JPS63117165A - Coaxial starter - Google Patents

Abstract

PURPOSE:To prevent deformation of an armature core fixing section, by forming a thick portion stretching radially on the inner face of a tubular armature rotary shaft. CONSTITUTION:In a coaxial starter 10, the inner diameter of an inner path 11c of an armature rotary shaft 11a is made remarkably larger than the outer diameter of a rod 18a, because the output rotary shaft 12 is contained between one ends and various components of a magnet switch device 18 are contained in the inner path 11c between the other ends. Such armature rotary shaft 11a is provided with a thick portion 11d stretching radially inward from the inner circumference at a position where an armature core 11b is fixed. Consequently, deformation of the armature rotary shaft 11a is prevented through reinforcing function of a hollow shaft when the armature core 11b is pressure inserted and fixed.

Description

DETAILED DESCRIPTION OF THE INVENTION (Field of Industrial Application) The present invention relates to a coaxial starter device, and more particularly to a coaxial starter device used for starting the engine of a car.

(Prior Art) Conventionally, a starter device used for starting a vehicle engine has been constructed as shown in FIG.

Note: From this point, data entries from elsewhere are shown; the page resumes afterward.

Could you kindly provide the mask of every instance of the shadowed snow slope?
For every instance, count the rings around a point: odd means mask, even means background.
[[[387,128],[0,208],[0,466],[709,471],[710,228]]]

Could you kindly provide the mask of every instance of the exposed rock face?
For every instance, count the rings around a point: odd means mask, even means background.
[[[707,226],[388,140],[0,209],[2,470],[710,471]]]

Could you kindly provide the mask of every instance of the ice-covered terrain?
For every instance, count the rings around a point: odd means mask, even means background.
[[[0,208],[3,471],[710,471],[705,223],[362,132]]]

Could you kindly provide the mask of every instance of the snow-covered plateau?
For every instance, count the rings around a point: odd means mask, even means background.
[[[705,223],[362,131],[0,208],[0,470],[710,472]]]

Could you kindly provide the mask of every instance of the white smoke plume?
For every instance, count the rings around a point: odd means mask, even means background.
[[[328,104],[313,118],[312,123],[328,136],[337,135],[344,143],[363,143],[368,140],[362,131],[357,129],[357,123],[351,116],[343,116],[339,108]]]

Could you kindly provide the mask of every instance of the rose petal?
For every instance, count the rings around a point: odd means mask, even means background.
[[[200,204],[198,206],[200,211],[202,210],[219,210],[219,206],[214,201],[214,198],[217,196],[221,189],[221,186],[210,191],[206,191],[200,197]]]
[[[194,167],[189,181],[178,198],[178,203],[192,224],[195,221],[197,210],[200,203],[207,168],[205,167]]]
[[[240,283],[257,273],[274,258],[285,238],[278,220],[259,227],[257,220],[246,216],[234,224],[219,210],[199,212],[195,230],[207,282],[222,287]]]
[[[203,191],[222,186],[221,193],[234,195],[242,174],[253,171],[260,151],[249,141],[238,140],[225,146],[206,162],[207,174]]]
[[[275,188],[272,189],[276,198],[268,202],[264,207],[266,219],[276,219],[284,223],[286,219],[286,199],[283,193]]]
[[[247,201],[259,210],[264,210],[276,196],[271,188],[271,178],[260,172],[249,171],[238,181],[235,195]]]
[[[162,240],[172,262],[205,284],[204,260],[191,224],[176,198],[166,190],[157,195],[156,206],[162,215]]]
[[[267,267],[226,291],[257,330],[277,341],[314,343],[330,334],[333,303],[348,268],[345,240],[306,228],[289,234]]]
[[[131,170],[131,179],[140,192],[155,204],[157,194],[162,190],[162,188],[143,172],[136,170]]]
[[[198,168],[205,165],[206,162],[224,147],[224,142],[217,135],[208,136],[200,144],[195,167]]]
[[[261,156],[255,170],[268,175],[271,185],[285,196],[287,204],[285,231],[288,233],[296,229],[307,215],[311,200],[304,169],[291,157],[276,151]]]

The conventional starter device 1 shown in FIG. A gear device 5 that decelerates the force and transmits it to the clutch outer 4a of the overrunning clutch device 4 via the output rotating shaft 3, and four parts of the DC motor 2 for sliding the overrunning clutch device 4 on the output rotating shaft 3. One end is engaged with the plunger rod of the electromagnetic switch device 6 arranged in the overrunning clutch device 4
A shift lever 8 is engaged with an annular member 7 attached to the shift lever 8.

(Problems to be Solved by the Invention) However, the conventional starter device l requires a shift lever 8 for sliding the overrunning clutch device 4 on the output rotating shaft 3, and furthermore, this shift lever 8
The electromagnetic device 6 that operates the DC motor 2 and turns on the power to the DC motor 2 is placed on the side of the DC motor 2. Since the electromagnetic device 6 is arranged on the side of the DC motor 2, it has a two-axis configuration, which places great restrictions on the engine layout when designing the vehicle. Ta.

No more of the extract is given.